An embodiment of this disclosure further provides a non-transitory computer-readable storage medium. The readable storage medium has at least one instruction stored thereon. The at least one instruction is loaded and executed by a processor to implement the speech message playback method provided in the foregoing embodiments.


An embodiment of this disclosure provides a computer program product or a computer program. The computer program product or the computer program includes computer instructions stored on a computer-readable storage medium. A processor of a computer device reads the computer instructions from the computer-readable storage medium. The processor executes the computer instructions, to cause the computer device to perform the speech message playback method provided in the foregoing embodiments.


One or more modules, submodules, and/or units of the apparatus can be implemented by processing circuitry, software, or a combination thereof, for example. The term module (and other similar terms such as unit, submodule, etc.) in this disclosure may refer to a software module, a hardware module, or a combination thereof. A software module (e.g., computer program) may be developed using a computer programming language and stored in memory or non-transitory computer-readable medium. The software module stored in the memory or medium is executable by a processor to thereby cause the processor to perform the operations of the module. A hardware module may be implemented using processing circuitry, including at least one processor and/or memory. Each hardware module can be implemented using one or more processors (or processors and memory). Likewise, a processor (or processors and memory) can be used to implement one or more hardware modules.

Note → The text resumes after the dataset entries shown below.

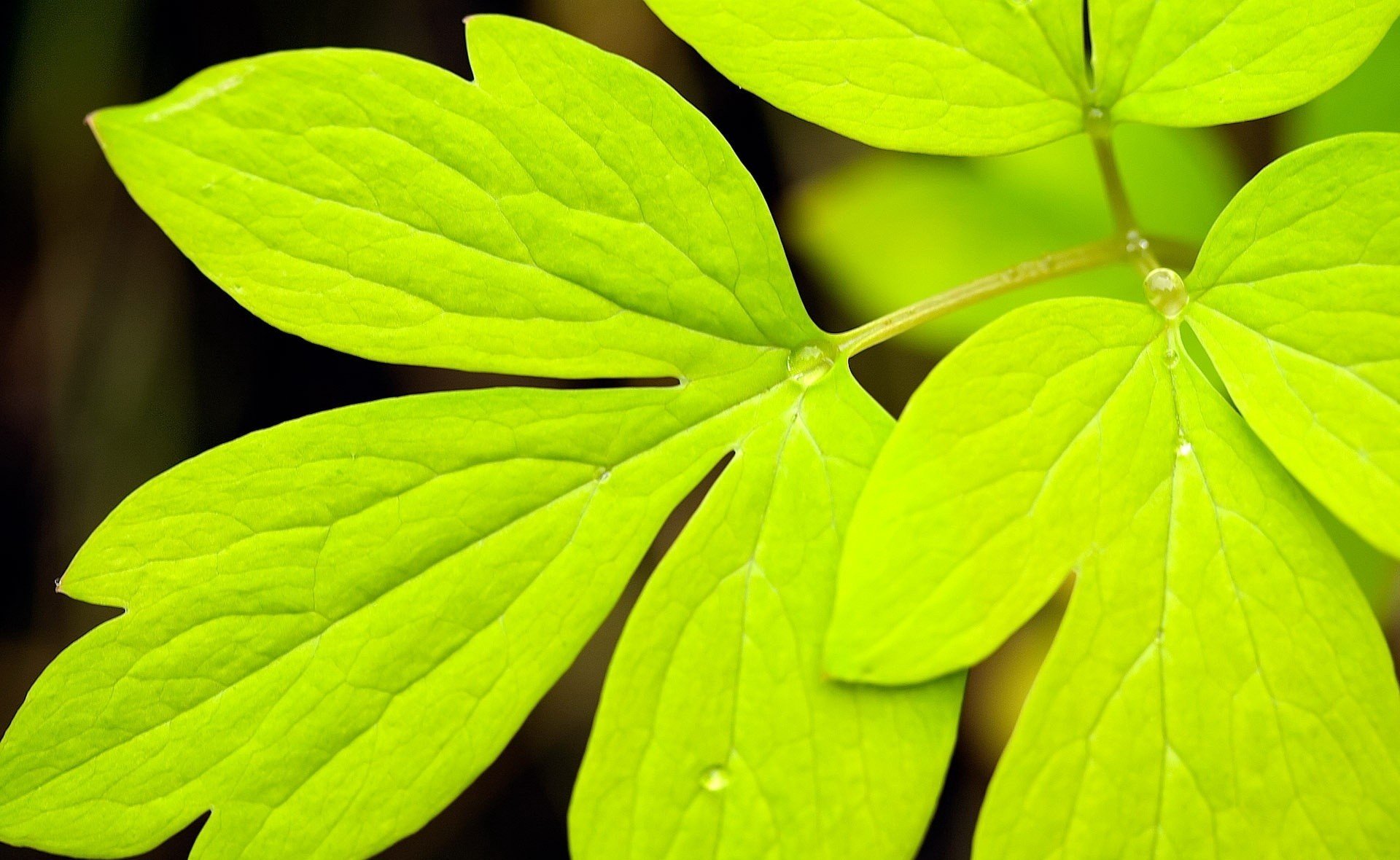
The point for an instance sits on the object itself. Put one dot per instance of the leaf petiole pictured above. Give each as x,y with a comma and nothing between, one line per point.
1138,246
1081,258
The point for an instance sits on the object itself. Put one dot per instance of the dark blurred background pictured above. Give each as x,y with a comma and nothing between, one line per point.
120,360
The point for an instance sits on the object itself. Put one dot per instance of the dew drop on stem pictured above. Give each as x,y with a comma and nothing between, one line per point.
715,779
808,364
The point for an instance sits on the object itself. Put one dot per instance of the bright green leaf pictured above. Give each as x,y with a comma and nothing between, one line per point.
1021,450
716,735
336,624
890,230
333,625
1366,101
1296,302
968,77
381,206
1213,62
981,77
1218,687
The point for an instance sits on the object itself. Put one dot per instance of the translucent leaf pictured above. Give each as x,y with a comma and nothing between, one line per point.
965,77
1218,687
1296,305
1214,62
716,735
333,625
563,216
981,77
1021,450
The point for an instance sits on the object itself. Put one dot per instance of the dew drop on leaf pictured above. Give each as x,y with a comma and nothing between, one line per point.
1167,292
715,779
811,362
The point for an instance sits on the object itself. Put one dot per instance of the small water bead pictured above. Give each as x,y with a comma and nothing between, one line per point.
715,779
811,362
1167,292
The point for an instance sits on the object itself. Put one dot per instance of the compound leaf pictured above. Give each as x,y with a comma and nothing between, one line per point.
962,77
888,230
333,625
1296,302
373,596
1366,101
1218,687
564,216
1022,449
1213,62
716,736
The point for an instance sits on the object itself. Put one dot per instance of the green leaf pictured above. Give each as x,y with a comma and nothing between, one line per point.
968,77
1296,305
1214,62
1366,101
303,182
885,231
1218,687
1021,450
716,735
333,625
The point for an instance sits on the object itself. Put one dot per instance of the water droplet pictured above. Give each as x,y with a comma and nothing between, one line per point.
1167,292
715,779
809,364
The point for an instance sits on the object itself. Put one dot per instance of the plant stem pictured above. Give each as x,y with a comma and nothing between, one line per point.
1124,223
1032,272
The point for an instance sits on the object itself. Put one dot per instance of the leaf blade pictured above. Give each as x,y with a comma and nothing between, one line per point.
271,686
1296,307
1182,62
731,744
301,181
962,77
965,493
1218,681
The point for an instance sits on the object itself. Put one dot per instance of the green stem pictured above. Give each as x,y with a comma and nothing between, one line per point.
1124,223
1050,266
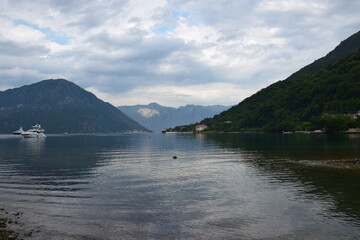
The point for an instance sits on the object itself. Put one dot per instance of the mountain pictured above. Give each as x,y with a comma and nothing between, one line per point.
156,117
309,98
60,106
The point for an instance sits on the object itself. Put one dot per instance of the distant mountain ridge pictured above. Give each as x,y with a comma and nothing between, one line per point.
60,106
308,99
156,117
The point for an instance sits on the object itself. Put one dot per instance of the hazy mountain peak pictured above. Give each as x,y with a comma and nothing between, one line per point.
156,117
60,106
148,112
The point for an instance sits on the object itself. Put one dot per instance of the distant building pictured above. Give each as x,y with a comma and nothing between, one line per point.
199,128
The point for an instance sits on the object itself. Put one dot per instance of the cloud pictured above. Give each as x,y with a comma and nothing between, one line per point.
173,52
204,94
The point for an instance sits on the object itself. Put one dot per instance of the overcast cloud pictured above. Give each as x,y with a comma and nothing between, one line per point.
173,52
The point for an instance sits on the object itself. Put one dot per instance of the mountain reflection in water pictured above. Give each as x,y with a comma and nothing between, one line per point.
231,186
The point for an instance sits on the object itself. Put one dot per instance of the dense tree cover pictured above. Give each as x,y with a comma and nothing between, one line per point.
316,97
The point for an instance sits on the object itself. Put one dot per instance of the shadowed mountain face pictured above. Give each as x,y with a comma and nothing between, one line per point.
330,85
60,106
156,117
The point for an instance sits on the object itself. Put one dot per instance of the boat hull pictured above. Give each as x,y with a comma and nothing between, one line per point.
33,135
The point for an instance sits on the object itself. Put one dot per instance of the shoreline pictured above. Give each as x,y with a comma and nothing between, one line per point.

Moreover, each module can be part of an overall module that includes the functionalities of the module. Modules can be combined, integrated, separated, and/or duplicated to support various applications. Also, a function being performed at a particular module can be performed at one or more other modules and/or by one or more other devices instead of or in addition to the function performed at the particular module. Further, modules can be implemented across multiple devices and/or other components local or remote to one another. Additionally, modules can be moved from one device and added to another device, and/or can be included in both devices.


The use of “at least one of” or “one of” in the disclosure is intended to include any one or a combination of the recited elements. For example, references to at least one of A, B, or C; at least one of A, B, and C; at least one of A, B, and/or C; and at least one of A to C are intended to include only A, only B, only C or any combination thereof. References to one of A or B and one of A and B are intended to include A or B or (A and B). The use of “one of” does not preclude any combination of the recited elements when applicable, such as when the elements are not mutually exclusive.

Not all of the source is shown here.